A painting I created for my friend.
A few years ago, I received a birth announcement from a good friend with a darling photo of a newborn. It was also a death announcement. This sweet infant only lived a few short moments as her complications were too great.
At the same time I was going through a hard time in my life. Suddenly, my own trials and heartaches seemed very small in comparison.
Sometimes I gather words, other times I gather art supplies . . . and then I let my heart bleed on either canvas or journal. This time I decided to pick up my watercolors and create something for my friend. With each stroke of the paintbrush, and each line of my pen, I thought a lot about the different trials people are faced with. I thought about my friend, I thought about eternity, and children, and life. These are questions that conjure within me usually while I am deep into the trees and mountains, far removed from people. But at the time, I was living in the desert and I felt trapped, both mentally and physically. I realized I was living day to day, without stepping back and looking at the majestic view before me.

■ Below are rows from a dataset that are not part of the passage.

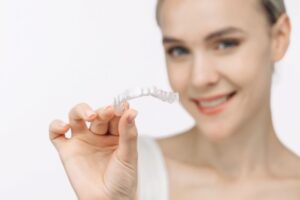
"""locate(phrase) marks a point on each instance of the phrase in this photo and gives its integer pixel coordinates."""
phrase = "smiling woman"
(220, 57)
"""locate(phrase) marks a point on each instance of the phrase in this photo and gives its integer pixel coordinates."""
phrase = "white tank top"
(152, 173)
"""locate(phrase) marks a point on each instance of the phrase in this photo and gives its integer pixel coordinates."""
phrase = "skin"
(100, 160)
(234, 154)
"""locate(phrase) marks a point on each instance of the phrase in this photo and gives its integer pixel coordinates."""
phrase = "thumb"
(127, 150)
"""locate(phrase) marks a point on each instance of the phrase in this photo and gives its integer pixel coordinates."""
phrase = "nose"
(204, 72)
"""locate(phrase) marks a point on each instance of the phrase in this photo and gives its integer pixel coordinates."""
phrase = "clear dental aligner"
(153, 91)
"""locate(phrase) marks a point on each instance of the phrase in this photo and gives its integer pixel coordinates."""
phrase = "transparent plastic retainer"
(153, 91)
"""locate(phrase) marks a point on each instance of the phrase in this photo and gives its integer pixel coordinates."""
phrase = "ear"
(280, 37)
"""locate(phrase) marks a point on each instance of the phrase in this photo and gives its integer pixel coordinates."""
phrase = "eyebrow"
(211, 36)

Even if that view was of rocks, sand, and prickly plants.
Because I am a lover of literature, I dwelled on the words I wanted to use in this painting for a long time. I asked myself, what would comfort me? Finally, I sketched in “Life and Love are Eternal.” Because, well, I think that they are.

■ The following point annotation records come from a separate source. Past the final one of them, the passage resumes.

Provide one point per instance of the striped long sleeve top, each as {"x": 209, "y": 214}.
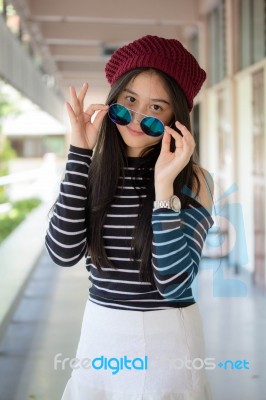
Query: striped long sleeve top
{"x": 177, "y": 243}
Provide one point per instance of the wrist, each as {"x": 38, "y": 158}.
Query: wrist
{"x": 163, "y": 192}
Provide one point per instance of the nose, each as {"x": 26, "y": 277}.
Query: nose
{"x": 136, "y": 118}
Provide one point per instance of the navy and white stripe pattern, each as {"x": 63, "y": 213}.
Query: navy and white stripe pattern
{"x": 176, "y": 248}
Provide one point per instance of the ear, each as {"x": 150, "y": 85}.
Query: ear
{"x": 205, "y": 196}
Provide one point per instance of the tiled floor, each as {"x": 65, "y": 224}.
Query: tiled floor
{"x": 48, "y": 320}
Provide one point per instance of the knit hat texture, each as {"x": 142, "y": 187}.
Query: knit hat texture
{"x": 167, "y": 55}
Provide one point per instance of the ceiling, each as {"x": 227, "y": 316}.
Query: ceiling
{"x": 76, "y": 38}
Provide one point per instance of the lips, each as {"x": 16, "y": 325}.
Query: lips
{"x": 134, "y": 132}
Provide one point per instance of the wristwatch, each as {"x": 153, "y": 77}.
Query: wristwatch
{"x": 173, "y": 203}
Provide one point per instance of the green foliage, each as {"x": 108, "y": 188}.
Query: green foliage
{"x": 10, "y": 220}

I framed the painting, then sent if off with a sympathy card. My friend contacted me and told me that it brought tears to her eyes when she opened it.

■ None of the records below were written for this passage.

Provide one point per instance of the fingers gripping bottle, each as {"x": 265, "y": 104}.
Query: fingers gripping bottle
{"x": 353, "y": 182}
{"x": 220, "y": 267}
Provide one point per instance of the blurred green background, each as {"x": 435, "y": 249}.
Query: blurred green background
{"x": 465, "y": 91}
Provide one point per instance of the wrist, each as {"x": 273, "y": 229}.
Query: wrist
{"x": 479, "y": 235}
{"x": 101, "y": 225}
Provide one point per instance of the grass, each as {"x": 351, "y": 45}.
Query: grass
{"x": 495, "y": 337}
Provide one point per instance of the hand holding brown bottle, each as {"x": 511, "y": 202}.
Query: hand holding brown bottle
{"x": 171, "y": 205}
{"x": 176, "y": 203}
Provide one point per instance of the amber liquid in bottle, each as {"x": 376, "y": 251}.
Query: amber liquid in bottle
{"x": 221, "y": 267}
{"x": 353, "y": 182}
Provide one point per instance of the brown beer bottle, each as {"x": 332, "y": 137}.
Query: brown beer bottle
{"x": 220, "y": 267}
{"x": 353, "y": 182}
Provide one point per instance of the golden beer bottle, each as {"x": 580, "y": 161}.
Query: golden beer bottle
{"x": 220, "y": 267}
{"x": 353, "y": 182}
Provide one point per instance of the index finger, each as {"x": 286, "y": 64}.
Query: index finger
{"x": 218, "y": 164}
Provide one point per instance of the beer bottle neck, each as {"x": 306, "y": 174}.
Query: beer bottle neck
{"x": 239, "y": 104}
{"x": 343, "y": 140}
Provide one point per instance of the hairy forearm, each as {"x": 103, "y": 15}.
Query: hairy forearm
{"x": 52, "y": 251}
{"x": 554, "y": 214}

A couple years after this experience, I received another birth announcement from my same friend. I was thrilled to see that through her dark clouds she was able to get pregnant again. Along with the announcement, she enclosed a note that reads. “I had struggled forever with what to put on my baby’s headstone. I wanted something positive and pretty. I used your words. So, thank you again for your painting and words. They will forever be on her headstone and I’ll forever remember your kindness.”
I am honored to have inspired words for a headstone.
p.s. I asked my friend if I could write about this before I posted it.